In practice, look for:

  • long runs of positive residuals followed by long runs of negative residuals
  • clear seasonality left in the residuals
  • residual variance increasing with fitted values
  • one panel slice fitting much worse than the others

The presence of structure in the residuals usually means the model is still under-specified for the data.

Scatter of fitted versus observed

The fitted-versus-observed scatter is not a formal test, but it quickly shows:

  • compression toward the mean
  • systematic underprediction at high values
  • systematic overprediction at low values

This is the Bayesian cousin of the fitted-value plots you would inspect after a classical regression.

5. What “good” posterior predictive behaviour looks like

A good posterior predictive check does not mean the model matches every wiggle exactly.

You are looking for something more practical:

  • the main level and variation are captured
  • the observed series falls inside plausible predictive ranges often enough
  • residuals are not strongly structured
  • panel slices are not failing in obviously asymmetric ways

The question is whether the model is adequate for interpretation, not whether it is perfect.

6. What posterior predictive checks cannot prove

This is the most important warning.

A model can pass posterior predictive checks and still fail as a causal model.

Why? Because posterior predictive checks evaluate prediction of the target, not causal attribution of the components.

Two models can predict sales equally well while assigning very different shares of those sales to:

  • baseline
  • media
  • controls
  • seasonality
  • events

That is why posterior predictive checking must be paired with:

7. Common failure patterns

The model is too rigid

If the fitted line misses broad movements or regime changes, the model may need more structural flexibility, for example in trend, seasonality, controls, or events.

The model is too flexible in the wrong place

You may see good in-sample fit but strange residual behaviour or unstable attribution because the model is fitting noise through components that should remain more constrained.

Media is carrying baseline structure

If media spend is strongly correlated with time patterns, the model may let media soak up baseline variation that should have been handled by intercept, seasonality, controls, or other additive structure.

Baseline is carrying media structure

The reverse can also happen: a very flexible baseline can absorb variation that you would otherwise attribute to media.

8. What to do when checks fail

If posterior predictive checks look bad, resist the temptation to jump straight to interpreting coefficients anyway.

Instead:

  1. Check convergence first.
  2. Inspect residual structure rather than only aggregate fit.
  3. Revisit baseline specification, controls, seasonality, events, and media transformation choices.
  4. Refit and compare again.

In other words, use posterior predictive checking as a model-development tool, not just as a reporting plot.

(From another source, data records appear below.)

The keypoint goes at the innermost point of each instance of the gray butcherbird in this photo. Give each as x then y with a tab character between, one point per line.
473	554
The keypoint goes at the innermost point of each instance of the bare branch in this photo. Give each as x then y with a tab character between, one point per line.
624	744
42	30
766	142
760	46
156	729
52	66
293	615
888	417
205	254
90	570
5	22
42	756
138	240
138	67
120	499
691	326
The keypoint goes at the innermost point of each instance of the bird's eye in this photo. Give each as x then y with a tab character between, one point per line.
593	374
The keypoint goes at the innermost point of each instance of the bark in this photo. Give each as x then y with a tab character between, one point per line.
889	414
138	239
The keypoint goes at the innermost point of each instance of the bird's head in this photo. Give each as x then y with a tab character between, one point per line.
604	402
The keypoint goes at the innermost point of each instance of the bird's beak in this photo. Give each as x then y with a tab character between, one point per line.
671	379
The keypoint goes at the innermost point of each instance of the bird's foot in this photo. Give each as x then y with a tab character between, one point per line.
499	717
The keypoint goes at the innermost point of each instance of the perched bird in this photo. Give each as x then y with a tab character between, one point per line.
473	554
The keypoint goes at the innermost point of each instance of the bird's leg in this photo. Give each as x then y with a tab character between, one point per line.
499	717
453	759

9. Practical recommendation

In Abacus, the robust sequence is:

  1. Run prior predictive checks before fitting.
  2. Fit the model and verify MCMC diagnostics.
  3. Run posterior predictive checks and inspect residuals.
  4. Only then move to contributions, optimisation, or causal interpretation.

That order mirrors how a careful econometrician would already work, except that the Bayesian workflow makes the predictive-check step much richer and more honest about uncertainty.